Today we will talk about how the Coronavirus crisis can end up being the definitive push to rethink your business model.
At The lighthouse Team we understand the new needs that are appearing as a result of this situation and that is why we want to share with you a series of reflections.
How many times before this exceptional situation, we had heard that we were in a VUCA environment, about the need to adapt to constant change, to transform ourselves to adapt to a liquid world where information travels faster than the ability to make decisions, where volatility, uncertainty, complexity and ambiguity of markets, require generating environments of constant innovation in organizations to take advantage of digital disruptions. And all this, just to stay in the game? Sound familiar?
This pandemic has swept away all the digital transformation and innovation models that had been created to reset the counter to zero and ask ourselves: what now?
Overnight we have all become digital, to work remotely, to cooperate remotely. Is digitalization still a differentiation or has it suddenly solidified into a commodity that has already announced that the gap is not in the access to technology, but in its use to pivot or strengthen the business model?

We are already a month into the new normal, we do not know how long it will last and companies are already seeing how it is impacting their business in the short term, dramatically for some. And we have started to make digital noise, the more the better, so that it does not seem that we have ceased to exist, but how will it affect us in the medium / long term? It is now, more than ever, time to look at the business model and its different variables and see what levers we can use to continue exploiting/maintaining the business as best as possible and explore new avenues or opportunities in the face of the uncertainty that is opening up with the post-covid era.

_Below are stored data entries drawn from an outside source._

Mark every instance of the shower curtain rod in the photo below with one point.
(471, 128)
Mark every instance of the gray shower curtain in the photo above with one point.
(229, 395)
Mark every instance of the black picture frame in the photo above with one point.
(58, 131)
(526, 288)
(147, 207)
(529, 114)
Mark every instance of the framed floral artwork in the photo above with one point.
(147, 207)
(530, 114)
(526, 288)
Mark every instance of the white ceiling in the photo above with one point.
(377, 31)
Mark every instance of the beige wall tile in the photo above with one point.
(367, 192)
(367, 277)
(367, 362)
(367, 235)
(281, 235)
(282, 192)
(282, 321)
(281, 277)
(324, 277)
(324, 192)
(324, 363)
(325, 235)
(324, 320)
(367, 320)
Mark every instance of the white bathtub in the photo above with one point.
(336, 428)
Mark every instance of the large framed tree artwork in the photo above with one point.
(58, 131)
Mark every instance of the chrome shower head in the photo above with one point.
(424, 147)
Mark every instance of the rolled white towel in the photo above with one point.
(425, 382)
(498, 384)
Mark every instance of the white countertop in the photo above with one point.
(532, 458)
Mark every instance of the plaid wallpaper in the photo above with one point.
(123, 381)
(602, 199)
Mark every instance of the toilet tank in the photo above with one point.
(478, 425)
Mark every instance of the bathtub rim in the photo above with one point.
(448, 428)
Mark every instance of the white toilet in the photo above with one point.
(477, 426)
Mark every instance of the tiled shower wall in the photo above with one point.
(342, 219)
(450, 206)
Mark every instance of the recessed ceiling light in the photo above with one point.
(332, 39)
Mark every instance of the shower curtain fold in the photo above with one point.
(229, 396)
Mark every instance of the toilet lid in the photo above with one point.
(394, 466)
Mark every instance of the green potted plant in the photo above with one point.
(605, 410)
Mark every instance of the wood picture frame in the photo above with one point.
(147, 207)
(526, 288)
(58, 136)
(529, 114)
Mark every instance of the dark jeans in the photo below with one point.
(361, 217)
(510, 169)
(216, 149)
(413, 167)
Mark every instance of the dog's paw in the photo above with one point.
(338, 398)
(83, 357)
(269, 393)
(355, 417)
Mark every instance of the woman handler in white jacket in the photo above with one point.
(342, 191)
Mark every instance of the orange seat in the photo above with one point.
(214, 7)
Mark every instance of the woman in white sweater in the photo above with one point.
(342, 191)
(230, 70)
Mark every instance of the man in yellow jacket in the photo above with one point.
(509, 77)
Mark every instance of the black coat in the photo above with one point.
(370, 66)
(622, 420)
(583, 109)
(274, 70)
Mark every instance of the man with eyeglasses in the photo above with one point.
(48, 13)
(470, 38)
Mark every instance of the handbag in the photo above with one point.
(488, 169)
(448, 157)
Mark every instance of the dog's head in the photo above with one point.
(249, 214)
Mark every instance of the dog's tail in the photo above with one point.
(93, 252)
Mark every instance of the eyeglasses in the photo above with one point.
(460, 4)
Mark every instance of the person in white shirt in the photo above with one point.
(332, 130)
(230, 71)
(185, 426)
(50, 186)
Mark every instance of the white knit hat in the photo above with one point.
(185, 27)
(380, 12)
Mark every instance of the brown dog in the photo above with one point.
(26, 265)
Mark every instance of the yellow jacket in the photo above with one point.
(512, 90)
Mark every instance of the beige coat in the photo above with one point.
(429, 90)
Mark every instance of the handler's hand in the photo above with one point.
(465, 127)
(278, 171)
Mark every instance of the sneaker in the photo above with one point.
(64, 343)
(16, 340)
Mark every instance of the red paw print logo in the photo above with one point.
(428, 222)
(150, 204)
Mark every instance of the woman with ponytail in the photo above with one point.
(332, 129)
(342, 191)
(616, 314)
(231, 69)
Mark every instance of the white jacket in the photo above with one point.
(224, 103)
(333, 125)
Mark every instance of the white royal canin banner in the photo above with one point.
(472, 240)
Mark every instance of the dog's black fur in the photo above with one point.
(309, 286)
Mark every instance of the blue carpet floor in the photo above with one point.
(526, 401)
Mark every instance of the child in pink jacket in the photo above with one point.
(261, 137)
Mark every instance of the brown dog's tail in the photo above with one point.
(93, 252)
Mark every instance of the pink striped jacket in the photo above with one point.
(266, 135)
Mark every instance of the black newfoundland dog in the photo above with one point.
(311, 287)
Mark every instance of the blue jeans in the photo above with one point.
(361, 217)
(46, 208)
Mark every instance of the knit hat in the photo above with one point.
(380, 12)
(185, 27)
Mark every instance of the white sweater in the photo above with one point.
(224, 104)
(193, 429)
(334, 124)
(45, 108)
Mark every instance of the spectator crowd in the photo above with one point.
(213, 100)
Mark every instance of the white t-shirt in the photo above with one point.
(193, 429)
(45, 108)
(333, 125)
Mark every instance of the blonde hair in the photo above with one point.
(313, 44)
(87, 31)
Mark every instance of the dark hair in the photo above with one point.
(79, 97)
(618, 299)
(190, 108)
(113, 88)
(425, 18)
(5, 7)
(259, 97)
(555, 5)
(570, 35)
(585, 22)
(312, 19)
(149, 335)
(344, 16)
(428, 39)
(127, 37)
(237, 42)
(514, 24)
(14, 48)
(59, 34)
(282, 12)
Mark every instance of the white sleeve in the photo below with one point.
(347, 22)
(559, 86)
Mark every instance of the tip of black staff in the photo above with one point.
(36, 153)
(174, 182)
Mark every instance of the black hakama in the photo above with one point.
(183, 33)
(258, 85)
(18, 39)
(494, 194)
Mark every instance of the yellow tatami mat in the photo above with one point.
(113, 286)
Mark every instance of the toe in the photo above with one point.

This short and long term view, always necessary in the strategy of any business, is the time to combine it more than ever: we have to look at our business model and think and rethink how it is being affected and how it will be affected by this health crisis, identify what strengths and opportunities we can rely on, how our customers and employees are experiencing it, what capabilities we have to be agile and make the right decisions, what knowledge or know-how we have as innovation levers, and above all, how we maintain and strengthen our ecosystem to generate the necessary confidence to get out of this situation as well as possible..
The business model is nothing more than the ability of companies to generate, capture and deliver value, and if in the previous stage it was already necessary to keep it under constant observation to take advantage of internal or external innovations that would help accelerate the transformation of the business, now it can be the key tool that allows us to draw scenarios and action plans to mitigate this new situation.